Abominable ScienceDaniel Loxton and Donald Prothero’s Abominable Science! Origins of the Yeti, Nessie, and Other Famous Cryptids is an admirable book. I admire it immensely. I have used it in my freshman writing classes. If you haven’t bought it already, I encourage you to do so immediately.

However, I have some reservations about Loxton’s chapter on Sea Serpents. In chapter 5, “The Evolution of the Sea Serpent: From Hippocamp to Cadborosaurus,” Loxton argues that the classical hippocampus, hippocamp, or hydrippus is behind legends of sea serpents. The hippocamp is a sea monster that is part horse and part fish (or vaguely fish-like).

According to Loxton,

Developed by the Greeks, embraced by the Romans, and passed from country to country during the Middle Ages, the image of the hippocamp slowly mutated into something more than a decoration for vases. Over time, this fantasy creature became an allegedly real crytpid. In my opinion, the modern  myth of the Great Sea Serpent (including the recent version, Cadborosaurus) is a cultural invention descended from the artistic tradition of the hippocamp (Abominable Science! 187-88)

Loxton says that hippocamps “were not gods. They were not characters in myths. Most important, they were not believed to be real animals” (AS 188). At least not originally. The image of the hippocamp spread throughout the Roman Empire. The image above comes from a mosaic in Bath, England. The hippocamp also appeared in the Physiologus, a didactic text written in the second century that allegorized animals (real and mythological), plants, and stones.The Physiologus was copied, adapted, and translated over and over again. The oldest vernacular version is in Old English. This verse version from the Exeter Book describes only three animals: the panther, the whale, and the partridge.

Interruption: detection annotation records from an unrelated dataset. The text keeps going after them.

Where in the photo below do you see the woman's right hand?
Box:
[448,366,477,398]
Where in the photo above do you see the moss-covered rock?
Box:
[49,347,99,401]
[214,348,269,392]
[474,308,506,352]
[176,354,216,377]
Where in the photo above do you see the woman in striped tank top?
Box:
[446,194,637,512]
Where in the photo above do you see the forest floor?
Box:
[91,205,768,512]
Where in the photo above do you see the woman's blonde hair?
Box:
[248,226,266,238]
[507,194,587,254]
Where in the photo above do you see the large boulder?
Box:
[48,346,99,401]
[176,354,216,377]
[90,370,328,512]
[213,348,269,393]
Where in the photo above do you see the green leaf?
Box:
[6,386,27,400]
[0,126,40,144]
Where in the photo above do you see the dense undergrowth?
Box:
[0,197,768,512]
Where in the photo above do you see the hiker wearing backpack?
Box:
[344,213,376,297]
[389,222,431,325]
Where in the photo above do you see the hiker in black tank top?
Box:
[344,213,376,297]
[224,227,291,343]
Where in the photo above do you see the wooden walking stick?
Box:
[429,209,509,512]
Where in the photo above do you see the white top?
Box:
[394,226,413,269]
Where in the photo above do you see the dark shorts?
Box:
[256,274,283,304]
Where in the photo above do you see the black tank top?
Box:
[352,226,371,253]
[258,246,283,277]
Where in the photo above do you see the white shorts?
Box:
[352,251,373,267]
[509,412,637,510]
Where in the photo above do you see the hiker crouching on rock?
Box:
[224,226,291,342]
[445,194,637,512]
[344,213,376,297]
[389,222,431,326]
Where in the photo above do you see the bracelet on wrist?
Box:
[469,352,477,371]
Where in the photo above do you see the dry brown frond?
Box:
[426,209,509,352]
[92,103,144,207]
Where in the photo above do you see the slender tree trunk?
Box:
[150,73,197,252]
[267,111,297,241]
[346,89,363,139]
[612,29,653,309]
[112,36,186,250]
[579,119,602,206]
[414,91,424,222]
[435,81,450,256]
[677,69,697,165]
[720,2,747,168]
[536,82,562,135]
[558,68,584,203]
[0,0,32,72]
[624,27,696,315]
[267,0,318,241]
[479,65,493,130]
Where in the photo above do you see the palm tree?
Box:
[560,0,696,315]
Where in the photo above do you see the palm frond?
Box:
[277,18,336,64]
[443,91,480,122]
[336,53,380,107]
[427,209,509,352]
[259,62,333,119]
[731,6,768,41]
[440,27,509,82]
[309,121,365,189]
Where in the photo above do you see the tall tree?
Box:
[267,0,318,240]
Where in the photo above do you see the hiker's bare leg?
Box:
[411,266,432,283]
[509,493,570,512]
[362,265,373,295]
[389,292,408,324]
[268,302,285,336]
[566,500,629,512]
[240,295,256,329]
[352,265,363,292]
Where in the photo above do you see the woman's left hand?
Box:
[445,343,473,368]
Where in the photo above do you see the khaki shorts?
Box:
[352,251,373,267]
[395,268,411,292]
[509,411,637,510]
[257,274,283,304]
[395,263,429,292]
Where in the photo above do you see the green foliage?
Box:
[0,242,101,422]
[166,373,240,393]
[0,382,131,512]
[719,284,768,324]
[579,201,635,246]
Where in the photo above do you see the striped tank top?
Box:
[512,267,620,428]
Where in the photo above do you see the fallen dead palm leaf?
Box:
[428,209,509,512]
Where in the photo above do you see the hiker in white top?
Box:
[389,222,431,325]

The Physiologus also influenced medieval bestiaries, lavishly illustrated compendia of mammals, fish, birds, and serpents, both real and imaginary. Many of these also include hippocamps. However, they also include a wide variety of serpents, including dragons. Some of these, such as the critter identified as a hydrus below, resemble sea serpents.

London, BL MS Harley 3244, fol. 62r. From http://bestiary.ca/manuscripts/manugallery1020.htm#

London, BL MS Harley 3244, fol. 62r. From http://bestiary.ca/manuscripts/manugallery1020.htm#

In a section subtitled “The Hippocamp in Nordic Culture,” Loxton says that the “modern sea serpent legend was born out of Nordic culture, with its origin in medieval Iceland and its florescence in Enlightenment Norway.” It is with this section that I have serious quibbles.

Loxton begins by discussing “The Icelandic Hrosshvalr.” In this section, only one work–a 2009 stamp–is actually Icelandic. The other works discussed are Norwegian or Dutch. Loxton says that

By the twelfth century, the Norse society of Iceland had adopted a belief in a creature called the hrosshvalr (horse whale), which was depicted as an unmistakable hippocamp. We will see that this innovation–the Nordic reimagining of the Greek hippocamp as a maned, horse-headed “real” marine monster–is a key to solving the modern mystery of the Great Sea Serpent. (AS 193).

Despite its name, the hrosshvalr is not “an unmistakable hippocamp.” Loxton admits that it is “probable that the words hrosshvalr (horse + whale) and ‘walrus’ (whale + horse) are etymologically related,” but does not accept that the word generally describes a walrus. Geir Zoëga’s A Concise Dictionary of Old Icelandic defines hrosshvalr as “walrus.” Richard Cleasby and Guðbrandur Vigfússon’s more thorough An Icelandic-English Dictionary also defines it as “walrus” and mentions its etymological relationship to Old English horshwæl (horse-whale), which also means “walrus.”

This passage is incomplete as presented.